A recent report from the Office of Inspector General at the US Department of Health and Human Services finds, unsurprisingly, that hospital incident reporting systems do not capture most patient harm. A summary of major points:
All 189 sampled hospitals had incident reporting systems to capture events, and administrators we interviewed rely heavily on these systems to identify problems.
Hospital staff did not report 86 percent of events to incident reporting systems, partly because of staff misperceptions about what constitutes patient harm.
Nurses most often reported events, typically identified through the regular course of care; 28 of the 40 reported events led to investigations and 5 led to policy changes.
Hospital accreditors reported that in evaluating hospital safety practices, they focus on how event information is used rather than how it is collected.
And here are the recommendations:
AHRQ and CMS should collaborate to create a list of potentially reportable events and provide technical assistance to hospitals in using the list.
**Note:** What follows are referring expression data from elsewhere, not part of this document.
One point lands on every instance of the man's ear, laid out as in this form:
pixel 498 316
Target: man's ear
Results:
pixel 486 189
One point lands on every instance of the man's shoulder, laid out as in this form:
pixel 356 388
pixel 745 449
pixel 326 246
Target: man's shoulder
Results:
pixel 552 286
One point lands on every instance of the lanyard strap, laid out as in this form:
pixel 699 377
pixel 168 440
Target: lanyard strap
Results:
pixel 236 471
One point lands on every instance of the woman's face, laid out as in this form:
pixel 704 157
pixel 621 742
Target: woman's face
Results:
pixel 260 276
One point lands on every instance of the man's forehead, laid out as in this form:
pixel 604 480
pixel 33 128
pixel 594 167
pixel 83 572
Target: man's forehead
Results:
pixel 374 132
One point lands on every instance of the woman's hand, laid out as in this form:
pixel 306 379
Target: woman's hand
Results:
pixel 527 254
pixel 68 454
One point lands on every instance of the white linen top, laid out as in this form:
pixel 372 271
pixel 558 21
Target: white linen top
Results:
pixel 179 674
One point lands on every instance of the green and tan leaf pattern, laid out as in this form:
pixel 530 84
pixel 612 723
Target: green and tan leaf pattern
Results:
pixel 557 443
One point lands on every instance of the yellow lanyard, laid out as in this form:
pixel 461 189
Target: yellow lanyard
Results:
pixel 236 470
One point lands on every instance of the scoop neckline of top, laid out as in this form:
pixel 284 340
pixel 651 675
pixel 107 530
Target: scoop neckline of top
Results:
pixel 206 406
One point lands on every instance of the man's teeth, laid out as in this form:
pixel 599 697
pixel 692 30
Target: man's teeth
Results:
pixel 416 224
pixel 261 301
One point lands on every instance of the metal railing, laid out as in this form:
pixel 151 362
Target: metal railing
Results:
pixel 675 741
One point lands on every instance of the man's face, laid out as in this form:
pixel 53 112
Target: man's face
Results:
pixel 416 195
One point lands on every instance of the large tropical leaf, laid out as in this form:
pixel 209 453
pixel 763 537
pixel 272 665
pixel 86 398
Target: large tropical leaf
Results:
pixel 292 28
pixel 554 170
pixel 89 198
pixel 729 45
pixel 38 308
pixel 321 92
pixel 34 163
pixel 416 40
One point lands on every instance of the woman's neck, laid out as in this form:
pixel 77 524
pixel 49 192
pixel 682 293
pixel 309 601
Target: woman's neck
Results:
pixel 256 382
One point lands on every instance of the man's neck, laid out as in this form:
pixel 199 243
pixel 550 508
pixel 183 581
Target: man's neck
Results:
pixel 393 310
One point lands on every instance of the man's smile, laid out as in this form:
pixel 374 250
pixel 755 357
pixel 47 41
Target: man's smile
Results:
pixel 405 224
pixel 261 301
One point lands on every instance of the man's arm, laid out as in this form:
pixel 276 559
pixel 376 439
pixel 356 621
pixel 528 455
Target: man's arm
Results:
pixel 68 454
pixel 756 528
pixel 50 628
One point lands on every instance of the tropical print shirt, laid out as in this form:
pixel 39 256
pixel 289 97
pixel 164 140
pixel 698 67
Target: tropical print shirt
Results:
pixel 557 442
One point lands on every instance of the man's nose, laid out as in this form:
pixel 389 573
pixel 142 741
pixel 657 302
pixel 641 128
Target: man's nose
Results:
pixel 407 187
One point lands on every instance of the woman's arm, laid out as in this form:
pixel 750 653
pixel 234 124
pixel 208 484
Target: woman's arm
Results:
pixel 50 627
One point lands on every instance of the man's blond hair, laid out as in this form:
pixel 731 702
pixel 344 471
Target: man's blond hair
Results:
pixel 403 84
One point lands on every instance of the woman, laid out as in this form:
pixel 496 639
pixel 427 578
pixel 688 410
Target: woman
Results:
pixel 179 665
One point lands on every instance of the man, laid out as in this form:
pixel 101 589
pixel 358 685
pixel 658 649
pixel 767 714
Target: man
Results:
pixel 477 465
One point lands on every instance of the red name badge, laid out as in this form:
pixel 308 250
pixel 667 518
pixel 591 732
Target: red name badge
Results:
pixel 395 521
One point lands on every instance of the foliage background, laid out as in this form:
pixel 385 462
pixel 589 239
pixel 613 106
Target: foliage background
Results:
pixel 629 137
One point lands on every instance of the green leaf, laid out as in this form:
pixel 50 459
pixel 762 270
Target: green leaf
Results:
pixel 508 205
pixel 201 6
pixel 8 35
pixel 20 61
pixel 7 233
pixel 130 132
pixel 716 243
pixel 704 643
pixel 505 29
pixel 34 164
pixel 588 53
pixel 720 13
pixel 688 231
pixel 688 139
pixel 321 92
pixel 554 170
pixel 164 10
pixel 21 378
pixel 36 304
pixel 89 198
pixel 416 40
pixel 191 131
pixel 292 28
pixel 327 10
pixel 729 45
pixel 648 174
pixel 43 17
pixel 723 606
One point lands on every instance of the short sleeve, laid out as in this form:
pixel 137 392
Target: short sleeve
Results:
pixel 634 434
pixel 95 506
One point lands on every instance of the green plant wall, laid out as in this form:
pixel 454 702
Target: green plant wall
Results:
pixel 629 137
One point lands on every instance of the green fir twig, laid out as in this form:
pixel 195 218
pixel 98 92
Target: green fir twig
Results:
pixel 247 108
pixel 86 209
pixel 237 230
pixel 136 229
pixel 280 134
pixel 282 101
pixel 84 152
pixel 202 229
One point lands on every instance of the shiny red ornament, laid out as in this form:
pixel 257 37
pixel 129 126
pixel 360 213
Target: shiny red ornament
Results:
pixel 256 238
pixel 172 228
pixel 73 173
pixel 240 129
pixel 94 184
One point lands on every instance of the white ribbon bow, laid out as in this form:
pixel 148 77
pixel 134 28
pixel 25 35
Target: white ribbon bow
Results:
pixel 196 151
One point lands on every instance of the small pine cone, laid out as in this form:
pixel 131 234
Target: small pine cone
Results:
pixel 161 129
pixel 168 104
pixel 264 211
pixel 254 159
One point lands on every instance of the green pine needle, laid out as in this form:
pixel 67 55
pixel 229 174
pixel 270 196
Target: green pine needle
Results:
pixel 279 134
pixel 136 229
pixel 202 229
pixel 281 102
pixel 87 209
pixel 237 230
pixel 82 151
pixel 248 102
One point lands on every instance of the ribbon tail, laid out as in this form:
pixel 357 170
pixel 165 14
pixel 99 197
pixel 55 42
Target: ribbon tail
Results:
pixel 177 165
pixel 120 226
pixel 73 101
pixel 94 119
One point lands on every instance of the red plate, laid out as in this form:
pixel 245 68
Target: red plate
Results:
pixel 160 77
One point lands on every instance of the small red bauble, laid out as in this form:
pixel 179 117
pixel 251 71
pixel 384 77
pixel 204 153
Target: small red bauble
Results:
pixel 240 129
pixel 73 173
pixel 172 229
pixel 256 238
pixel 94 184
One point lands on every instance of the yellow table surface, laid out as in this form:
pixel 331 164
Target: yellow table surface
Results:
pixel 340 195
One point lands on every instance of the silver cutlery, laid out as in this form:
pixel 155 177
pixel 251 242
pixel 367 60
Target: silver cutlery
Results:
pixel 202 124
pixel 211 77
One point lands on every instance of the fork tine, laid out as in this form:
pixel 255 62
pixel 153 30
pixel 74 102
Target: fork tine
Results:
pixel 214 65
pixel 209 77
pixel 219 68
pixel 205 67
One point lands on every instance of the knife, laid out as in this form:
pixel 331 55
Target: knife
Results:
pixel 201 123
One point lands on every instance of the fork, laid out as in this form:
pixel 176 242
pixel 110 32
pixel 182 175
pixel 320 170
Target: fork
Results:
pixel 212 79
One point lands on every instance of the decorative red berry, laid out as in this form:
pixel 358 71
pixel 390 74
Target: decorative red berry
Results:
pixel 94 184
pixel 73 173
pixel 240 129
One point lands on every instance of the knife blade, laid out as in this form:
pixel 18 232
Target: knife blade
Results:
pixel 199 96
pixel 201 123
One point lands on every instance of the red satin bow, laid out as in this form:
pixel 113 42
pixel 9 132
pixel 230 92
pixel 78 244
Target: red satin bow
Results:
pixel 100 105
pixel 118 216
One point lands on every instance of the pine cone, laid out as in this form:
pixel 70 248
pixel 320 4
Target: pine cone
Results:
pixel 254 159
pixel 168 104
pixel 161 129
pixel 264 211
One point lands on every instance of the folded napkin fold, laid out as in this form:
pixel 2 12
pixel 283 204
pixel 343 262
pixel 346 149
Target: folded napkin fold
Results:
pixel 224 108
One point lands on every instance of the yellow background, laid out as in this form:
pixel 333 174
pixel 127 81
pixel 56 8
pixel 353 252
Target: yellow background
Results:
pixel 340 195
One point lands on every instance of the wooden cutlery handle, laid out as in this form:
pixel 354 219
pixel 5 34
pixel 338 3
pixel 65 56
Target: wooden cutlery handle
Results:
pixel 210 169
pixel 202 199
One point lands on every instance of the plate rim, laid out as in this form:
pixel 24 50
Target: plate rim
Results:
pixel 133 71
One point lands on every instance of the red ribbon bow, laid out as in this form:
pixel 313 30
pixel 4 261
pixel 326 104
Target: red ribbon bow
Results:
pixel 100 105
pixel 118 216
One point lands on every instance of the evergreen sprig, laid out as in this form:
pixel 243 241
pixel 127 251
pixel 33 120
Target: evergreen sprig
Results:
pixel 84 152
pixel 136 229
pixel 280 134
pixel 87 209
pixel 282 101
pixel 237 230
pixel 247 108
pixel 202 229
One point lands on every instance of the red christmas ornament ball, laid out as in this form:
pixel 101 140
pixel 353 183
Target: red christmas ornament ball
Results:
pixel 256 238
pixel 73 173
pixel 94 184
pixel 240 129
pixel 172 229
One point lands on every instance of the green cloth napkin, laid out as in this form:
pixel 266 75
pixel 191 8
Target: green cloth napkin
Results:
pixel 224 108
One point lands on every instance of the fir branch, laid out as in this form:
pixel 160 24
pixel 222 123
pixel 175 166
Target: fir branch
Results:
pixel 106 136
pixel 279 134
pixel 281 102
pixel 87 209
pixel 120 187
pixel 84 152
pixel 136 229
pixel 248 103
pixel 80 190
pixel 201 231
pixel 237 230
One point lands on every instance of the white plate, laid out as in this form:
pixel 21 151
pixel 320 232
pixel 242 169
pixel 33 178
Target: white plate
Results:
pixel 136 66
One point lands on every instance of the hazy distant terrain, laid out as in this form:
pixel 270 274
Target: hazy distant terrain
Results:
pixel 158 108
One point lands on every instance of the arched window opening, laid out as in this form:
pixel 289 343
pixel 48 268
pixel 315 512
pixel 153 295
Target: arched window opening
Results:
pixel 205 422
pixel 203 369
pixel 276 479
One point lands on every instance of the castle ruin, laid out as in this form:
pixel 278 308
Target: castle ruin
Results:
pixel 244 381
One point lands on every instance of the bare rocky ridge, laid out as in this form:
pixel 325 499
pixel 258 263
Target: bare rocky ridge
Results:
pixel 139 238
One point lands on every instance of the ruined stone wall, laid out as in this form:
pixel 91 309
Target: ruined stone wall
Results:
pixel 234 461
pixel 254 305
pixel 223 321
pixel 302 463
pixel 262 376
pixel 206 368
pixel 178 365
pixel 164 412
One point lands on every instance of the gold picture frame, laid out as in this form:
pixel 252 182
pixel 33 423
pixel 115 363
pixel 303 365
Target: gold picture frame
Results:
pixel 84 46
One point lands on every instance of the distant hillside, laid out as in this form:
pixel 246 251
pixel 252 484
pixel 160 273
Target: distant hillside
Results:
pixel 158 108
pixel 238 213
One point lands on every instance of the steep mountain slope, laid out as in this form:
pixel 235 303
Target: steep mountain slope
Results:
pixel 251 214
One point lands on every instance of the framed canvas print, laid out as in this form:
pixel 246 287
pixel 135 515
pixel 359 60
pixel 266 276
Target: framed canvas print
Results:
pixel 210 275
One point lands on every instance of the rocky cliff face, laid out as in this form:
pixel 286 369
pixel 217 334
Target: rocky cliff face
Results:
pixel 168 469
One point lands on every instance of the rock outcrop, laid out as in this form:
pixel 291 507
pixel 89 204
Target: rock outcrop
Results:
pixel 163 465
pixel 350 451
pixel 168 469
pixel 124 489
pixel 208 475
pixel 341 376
CMS should provide guidance to accreditors regarding surveyor assessment of hospital efforts to track and analyze events and should scrutinize survey processes when approving accreditation programs.
Sorry, but to me this is all somewhat "ho-hum." Virtually all adverse event reporting systems are "bolt-on" additions to hospital clinical information systems. They do not result from a thorough analysis of how work is done on the floors and units of hospitals. They are not designed by the people who actually have to report such events. They are certainly not designed to capture near-misses, which occur 100 to 1000 time more often than actual adverse events, but which are a huge source of information about systemic problems. Filling them out is often considered "extra work" by busy clinicians, not as part of a process of continuous, front-line driven process improvement. Thus the recommendations offered in the report will not, I predict, make a significant difference in the future.
What are also unsurprising are the findings in this article by Downey et al, covering the period 1998 to 2007:
As the patient safety movement enters its second decade, an emerging body of research is finding that safety for hospitalized patients has likely not improved significantly over the past several years. This study, which used the AHRQ Patient Safety Indicators (PSIs) to analyze safety events in 69 million hospitalizations over a 10-year period, also finds no clear evidence of improved safety. Of the 20 PSIs analyzed, 7 increased in incidence over the time period studied, 7 decreased, and 6 did not change. While PSIs are best used for screening purposes and not for direct comparisons between hospitals, they have been used to track system-level rates of safety problems over time. The results of this study and other recent literature provide continued urgency for the safety movement to strive to improve the safety of the entire health care system.
What's going on? Answer: We hear of great work done in quality and safety improvement by hospitals on the leading edge. And that work is often impressive. But those reports distract us from the fact that most hospitals still do not have in place clinical, administrative, and governance leaders who seriously and consistently put process improvement at the top of their strategic objectives. As I have mentioned, I am often approached at my speeches by nurse managers and young doctors who say, "How can I get my CEO/Chiefs/Board to support these kind of activities?"
I have urged here my (former) colleagues in academic medical centers to take the lead in these matters. Many, too, have urged the country's medical schools to incorporate the science of health care delivery improvement into their curricula. Thus far, the pace is way too slow. Let's hearken back to Captain Sullenberger's imperative:
""I wish we were less patient. We are choosing every day we go to work how many lives should be lost in this country."